What is a two-way repeated measures ANOVA?
A two-way repeated measures ANOVA tests the effects of two within-subject factors on a continuous dependent variable, where the same subjects are measured under every combination of conditions. It partitions variance into Factor A (rows/subjects), Factor B (treatments/columns), and error, allowing you to test each factor's significance while controlling for individual differences. See also our ANOVA Calculator (General).
What are the assumptions of a two-way repeated measures ANOVA?
Key assumptions include: (1) the dependent variable is continuous (interval or ratio scale), (2) the same subjects appear in every condition, (3) the data are approximately normally distributed, and (4) sphericity holds — meaning the variances of the differences between all pairs of conditions are equal. Violations of sphericity can be corrected using Greenhouse-Geisser or Huynh-Feldt corrections.
How do I enter data into this calculator?
Enter your data as a matrix with one row per subject.
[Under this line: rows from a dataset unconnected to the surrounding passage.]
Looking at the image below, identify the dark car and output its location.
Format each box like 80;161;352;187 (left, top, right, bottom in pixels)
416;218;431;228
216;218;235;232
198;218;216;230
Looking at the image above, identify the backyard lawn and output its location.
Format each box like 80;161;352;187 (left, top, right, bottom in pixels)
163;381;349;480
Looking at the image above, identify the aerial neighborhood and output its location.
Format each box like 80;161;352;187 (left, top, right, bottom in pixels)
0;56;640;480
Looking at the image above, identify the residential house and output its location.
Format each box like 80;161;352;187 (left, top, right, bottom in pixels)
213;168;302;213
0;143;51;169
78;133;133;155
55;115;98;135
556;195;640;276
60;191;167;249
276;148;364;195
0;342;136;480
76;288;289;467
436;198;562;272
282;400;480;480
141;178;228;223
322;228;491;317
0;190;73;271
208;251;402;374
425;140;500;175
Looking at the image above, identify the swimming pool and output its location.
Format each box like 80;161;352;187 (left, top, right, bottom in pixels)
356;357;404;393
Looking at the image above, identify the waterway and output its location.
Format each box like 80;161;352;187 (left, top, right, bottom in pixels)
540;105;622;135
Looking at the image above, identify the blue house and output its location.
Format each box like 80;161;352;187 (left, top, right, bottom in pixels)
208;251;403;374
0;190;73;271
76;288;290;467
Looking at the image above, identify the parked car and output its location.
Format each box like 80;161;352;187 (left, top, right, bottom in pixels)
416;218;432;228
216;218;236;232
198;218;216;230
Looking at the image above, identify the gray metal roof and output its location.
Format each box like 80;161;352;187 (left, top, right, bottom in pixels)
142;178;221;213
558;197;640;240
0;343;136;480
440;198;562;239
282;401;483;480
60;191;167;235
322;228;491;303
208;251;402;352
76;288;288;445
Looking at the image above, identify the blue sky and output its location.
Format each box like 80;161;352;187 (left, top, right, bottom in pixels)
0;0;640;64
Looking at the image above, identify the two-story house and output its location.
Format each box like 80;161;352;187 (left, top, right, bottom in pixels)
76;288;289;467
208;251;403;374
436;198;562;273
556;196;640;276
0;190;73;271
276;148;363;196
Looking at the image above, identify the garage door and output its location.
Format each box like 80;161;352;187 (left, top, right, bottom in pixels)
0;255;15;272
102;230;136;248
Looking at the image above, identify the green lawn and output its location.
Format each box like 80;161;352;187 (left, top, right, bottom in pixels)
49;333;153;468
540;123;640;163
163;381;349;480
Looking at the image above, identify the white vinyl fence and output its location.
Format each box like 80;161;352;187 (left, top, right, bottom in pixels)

Columns represent all combinations of Factor A and Factor B in row-major order (A1B1, A1B2, ..., A1Bk, A2B1, ..., AnBk). Separate values with spaces, commas, or tabs, and separate subjects with new lines. The number of columns must equal (levels of A) × (levels of B).
What does the p-value tell me in repeated measures ANOVA?
The p-value indicates the probability of observing your F-statistic (or a more extreme one) if the null hypothesis were true. If p < α (your chosen significance level, e.g., 0.05), you reject the null hypothesis and conclude that the factor has a statistically significant effect on the dependent variable. You might also find our ANCOVA Calculator useful.
What is the difference between one-way and two-way repeated measures ANOVA?
A one-way repeated measures ANOVA examines one within-subject factor (e.g., time points), while a two-way repeated measures ANOVA examines two within-subject factors simultaneously (e.g., time × treatment). The two-way design also lets you test the interaction between the two factors to see if their combined effect is greater or smaller than expected from each factor alone.
What is sphericity and why does it matter?
Sphericity is the assumption that the variances of differences between all pairs of repeated-measures conditions are equal. When sphericity is violated, the F-test becomes inflated, increasing the risk of Type I error. Corrections such as Greenhouse-Geisser or Huynh-Feldt adjust the degrees of freedom to compensate for this violation.
How is the error term calculated in a two-way repeated measures ANOVA?
The error sum of squares (SSE) is computed by subtracting the row effects (SSA) and column effects (SSB) from the total sum of squares (SST): SSE = SST − SSA − SSB. The error degrees of freedom is (n − 1)(b − 1) for the one-factor case extended, and the mean square error (MSE) = SSE / DFE. Each factor's F-statistic is its MS divided by MSE.
When should I use a two-way repeated measures ANOVA instead of a mixed ANOVA?
Use a two-way repeated measures ANOVA when all subjects are measured under every combination of both factors (fully within-subjects design). Use a mixed ANOVA (split-plot design) when one factor is between-subjects (different groups) and the other is within-subjects (repeated measures on the same individuals).